On these cases, we found very different realities. In the first, a typical methodology based on enquiries proved sufficient. It applied the enquiries on a browser to the user who would select answers from a predefined set, thus submitting them to a database. At the end of the trial the database became closed and the results became accessible to the evaluators. On the second we found a gap as common methodologies were not capable of realizing the entire set of constrains and requirements that environments such as AAL or pervasive environments comprehend. To apply a set of enquiries would disregard the reactive nature of the environment itself and leave questions open. Conducting an observational test, can limit the user in the sense of him performing its normal routines. To create a focus group posteriously to the test within a group could result in cases where the users are either too nice or do not remember what occurred. In addition, neither methodology provided an answer as to how to assess the effect that the environment had on the user performance, on to how to detect extraordinary events and data related to them, on how to apply consecutive tests without disrupting the user’s routines, or on how to suit the test to the user’s characteristics, preferences or interests. In all, it was clear that common methodologies were not suited for reactive environments such as AAL.

In an AAL environment, users are constantly interacting. Whether directed to an application or to a sensor, users interact actively or passively. In some situations, these interactions may interfere with one another as they may clash and cause drastic changes on usability. A sudden change caused by an application can directly influence the conditions of the environment, thus making it highly reactive. Applications that operate simultaneously or using the same medium (such as sound) may see their conditions deteriorated which can cause high drops in user experience. To really test an application in such a scenario it is necessary to envision these situations and, if possible, extract data from them in order to verify their importance. In such environments, another important factor is context. For instance, an obtained result can be directly dependent on previous actions. Having knowledge of these actions can lead to a better comprehension of the user’s answers. Dis-regarding them can lead evaluators to compare situations where the users where not in similar conditions thus leading to incorrect conclusions.

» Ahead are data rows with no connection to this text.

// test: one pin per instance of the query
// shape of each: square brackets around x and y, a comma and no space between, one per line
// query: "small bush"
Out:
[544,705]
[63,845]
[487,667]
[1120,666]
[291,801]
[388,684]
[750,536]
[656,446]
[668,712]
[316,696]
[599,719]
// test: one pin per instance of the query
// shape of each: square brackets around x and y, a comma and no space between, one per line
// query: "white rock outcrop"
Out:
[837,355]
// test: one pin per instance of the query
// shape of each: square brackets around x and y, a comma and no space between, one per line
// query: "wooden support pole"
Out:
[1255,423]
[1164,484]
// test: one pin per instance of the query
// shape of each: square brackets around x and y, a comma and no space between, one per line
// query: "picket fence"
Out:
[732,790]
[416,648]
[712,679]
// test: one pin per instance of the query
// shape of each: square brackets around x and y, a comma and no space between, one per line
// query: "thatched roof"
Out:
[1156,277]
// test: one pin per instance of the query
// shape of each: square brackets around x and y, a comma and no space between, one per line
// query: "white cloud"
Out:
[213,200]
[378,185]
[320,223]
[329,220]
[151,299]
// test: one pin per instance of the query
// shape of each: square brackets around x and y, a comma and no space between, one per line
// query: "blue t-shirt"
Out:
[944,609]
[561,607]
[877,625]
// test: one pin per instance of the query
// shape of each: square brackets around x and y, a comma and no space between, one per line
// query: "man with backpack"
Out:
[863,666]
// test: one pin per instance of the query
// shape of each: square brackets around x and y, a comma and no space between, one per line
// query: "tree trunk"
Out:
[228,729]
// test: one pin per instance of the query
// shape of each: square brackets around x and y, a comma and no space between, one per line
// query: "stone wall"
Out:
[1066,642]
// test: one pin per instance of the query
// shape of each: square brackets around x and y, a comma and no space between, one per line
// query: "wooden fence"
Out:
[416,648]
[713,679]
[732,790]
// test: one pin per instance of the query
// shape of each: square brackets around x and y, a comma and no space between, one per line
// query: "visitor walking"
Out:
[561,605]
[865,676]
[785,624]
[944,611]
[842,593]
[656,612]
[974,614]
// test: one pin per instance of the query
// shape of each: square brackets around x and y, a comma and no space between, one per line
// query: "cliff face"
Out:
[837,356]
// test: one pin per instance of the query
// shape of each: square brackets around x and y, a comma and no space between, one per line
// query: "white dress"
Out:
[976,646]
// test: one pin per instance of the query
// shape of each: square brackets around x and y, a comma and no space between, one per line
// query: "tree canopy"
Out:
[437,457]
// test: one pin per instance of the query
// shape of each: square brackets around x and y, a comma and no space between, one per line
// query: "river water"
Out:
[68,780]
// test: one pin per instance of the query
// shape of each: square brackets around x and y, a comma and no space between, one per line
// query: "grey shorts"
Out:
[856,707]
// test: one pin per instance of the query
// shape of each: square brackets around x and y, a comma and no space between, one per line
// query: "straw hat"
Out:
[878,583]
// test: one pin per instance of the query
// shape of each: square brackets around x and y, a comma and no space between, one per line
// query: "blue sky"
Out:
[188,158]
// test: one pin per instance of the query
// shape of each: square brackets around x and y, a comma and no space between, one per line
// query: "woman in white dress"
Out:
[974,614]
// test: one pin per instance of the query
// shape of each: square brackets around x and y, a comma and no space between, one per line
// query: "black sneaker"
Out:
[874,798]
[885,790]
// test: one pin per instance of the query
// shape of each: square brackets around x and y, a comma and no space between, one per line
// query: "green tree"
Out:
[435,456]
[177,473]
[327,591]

In all, the differences between reactive environments, such as AAL, and other areas, hinted that these environments have different necessities, requirements and objectives. In some cases, the evaluator may want to directly pose a question to the user while in others he might find it better to analyze the user’s behavior. In some cases, the test must be performed exclusively at the user’s home but in others, it may be necessary for the test to available at all times. A methodology for reactive environments should contemplate alternative solutions from which evaluators may choose from. They must be allowed to

(23)

simply build and apply their evaluations according to their realities and without constrains from the methodology, something that common solutions are not suited for.

In the literature, a methodology called Experience Sampling Methodology (ESM) [Lar-son and Csikszentmihalyi, 1983] with context-awareness has been used by some researchers as a way of evaluating the effect that other sources of information may have on the user during an evaluation. This methodology mainly consists on allowing evaluators to link events with specific enquiries which are triggered only when the event occurs and obtain information on site. They are able to detect events that a device produces and apply the enquiries via the device. While these solutions point in the right direction, most are directed for mobile application testing [Consolvo and Walker, 2003] and only contemplate a single device (like a specific phone device) and not the whole environment [Froehlich, 2009, Intille et al., 2003]. Others are standalone solutions and are not prepared for multiple user evaluation or mass scale instantiations [Barrett and Barrett, 2001]. They are restric-tive in the type of answer that can be posed to the user and do not offer the flexibility to change the procedure by maintaining a fixed methodological process on how to apply to test. Finally, they disregard aspects such as multimodality and are often too complex for evaluators as they require programming knowledge in order to set up an evaluation.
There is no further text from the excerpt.